Overall, it’s hard for me to say that Trump voters and/or supporters have to be bad people. Of course, there are Trump supporters– many, many Trump supporters– who are bad, horrible people (White supremacists and neo-Nazis, for one). But I’ve met people who are good, and seem to struggle with cognitive dissonance when it comes to Trump. For instance, many people who value human life and consider themselves pro-life vote for Trump in order to fulfill their moral consciousness of preventing what they perceive to be the murder of unborn children; but these same people are turning blind eyes to what’s happening in concentration camps under Trump’s administration. To what extent is this ignorance willful and to what extent is it not? Or it is completely willful?

As humans, no one is fully good and bad, but of course there are certain actions and characteristics that make a person a horrible person who deserves to go to Hell no matter what “good” things they may have done. No amount of good can ever compensate for any accomplishments of bigots and fascists who have innocent blood on their hands and are responsible for violence and discrimination that others face because of them. For instance, Aung San Suu Kyi is a horrible human being despite being previously awarded the Noble Peace Prize; she’s responsible for the Rohingya genocide and there is absolutely nothing, no amount of good deeds, that can outweigh her sins for the lives that she’s had taken and the people she’s had tortured.

I think that when it comes to people voting for Trump or thinking of voting for Trump, it comes down to a mix of understanding and knowledge and what someone consciously decides to do with the knowledge– do they choose to ignore it, or acknowledge, accept and justify it, or acknowledge and fight it when that knowledge is revealing of injustice, bigotry and fascism?

It comes down to people choosing to be good people.

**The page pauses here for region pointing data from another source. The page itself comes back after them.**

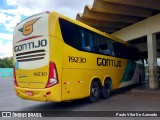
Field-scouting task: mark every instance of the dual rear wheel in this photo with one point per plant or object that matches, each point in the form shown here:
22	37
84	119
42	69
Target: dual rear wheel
96	90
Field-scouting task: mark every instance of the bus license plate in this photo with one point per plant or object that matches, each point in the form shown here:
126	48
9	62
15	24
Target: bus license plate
29	93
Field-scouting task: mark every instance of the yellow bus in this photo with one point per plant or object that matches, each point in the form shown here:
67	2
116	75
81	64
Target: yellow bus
60	59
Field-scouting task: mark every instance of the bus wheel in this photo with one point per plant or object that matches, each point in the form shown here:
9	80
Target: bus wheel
106	89
94	92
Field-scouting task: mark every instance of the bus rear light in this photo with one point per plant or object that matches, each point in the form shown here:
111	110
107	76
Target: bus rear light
53	76
15	81
47	12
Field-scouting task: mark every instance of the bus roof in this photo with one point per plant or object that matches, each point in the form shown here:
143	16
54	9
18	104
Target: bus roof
91	28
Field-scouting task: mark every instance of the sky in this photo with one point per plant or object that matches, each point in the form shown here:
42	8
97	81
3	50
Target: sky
14	11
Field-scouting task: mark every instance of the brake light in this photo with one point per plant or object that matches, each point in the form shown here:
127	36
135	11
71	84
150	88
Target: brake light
53	75
15	81
47	12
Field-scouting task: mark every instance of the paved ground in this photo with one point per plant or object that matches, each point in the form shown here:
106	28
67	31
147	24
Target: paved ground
119	101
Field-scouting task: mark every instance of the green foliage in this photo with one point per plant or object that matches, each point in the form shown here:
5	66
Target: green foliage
6	62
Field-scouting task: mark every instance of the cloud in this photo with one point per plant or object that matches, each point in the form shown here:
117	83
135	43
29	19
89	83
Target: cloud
29	7
5	49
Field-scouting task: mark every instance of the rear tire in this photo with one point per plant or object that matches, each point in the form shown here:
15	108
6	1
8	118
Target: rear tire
106	89
94	92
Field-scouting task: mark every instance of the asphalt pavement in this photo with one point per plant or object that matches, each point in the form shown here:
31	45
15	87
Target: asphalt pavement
119	101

Does the wrong bother them enough, go against their morals and values enough (or at all)? Does the wrong make them uncomfortable, or does it make them complacent or even happy? If it doesn’t make them uncomfortable and concerned, then that is extremely telling of someone’s character.

The question is, for those who continue voting for Trump despite the discomfort– how could they?

Perhaps it’s because the discomfort of change (in political views and affiliations) and personal discomfort is more bothersome to them than is the promotion of racism, bigotry and fascism. Perhaps it’s because they genuinely don’t realize the damage being done, the extent of the danger affecting marginalized and targeted groups who are enthusiastically degraded and discriminated against; perhaps those who are proud conservative Republicans genuinely don’t realize the dangers of Trump and are voting with good intentions, but how good are those intentions when they are choosing to ignore the very real dangers? Perhaps it’s the desperation to be part of the inner circle and feel the bond and belonging that only Trump supporters feel with each other, the nationalism disguised as patriotism, is an effective motivator and reinforcer. Perhaps it’s several other reasons and excuses.

As for this Starbucks dude, I think that he wants to be a good person– he tried convincing us as such through his twenty minute lecture. But the thing is, is he more concerned with being a good person truly, or with others accepting him as one?

This question can be related to Trump himself, and politicians in general, too– are they really concerned about character or performance for the sake of power?

And an overall question to consider relevant across the Republican and Democratic spectrum is this: is bigotry a deal breaker or not, and what does that say about someone?

What else is at stake? And how does cognitive dissonance come into play, and what does that say?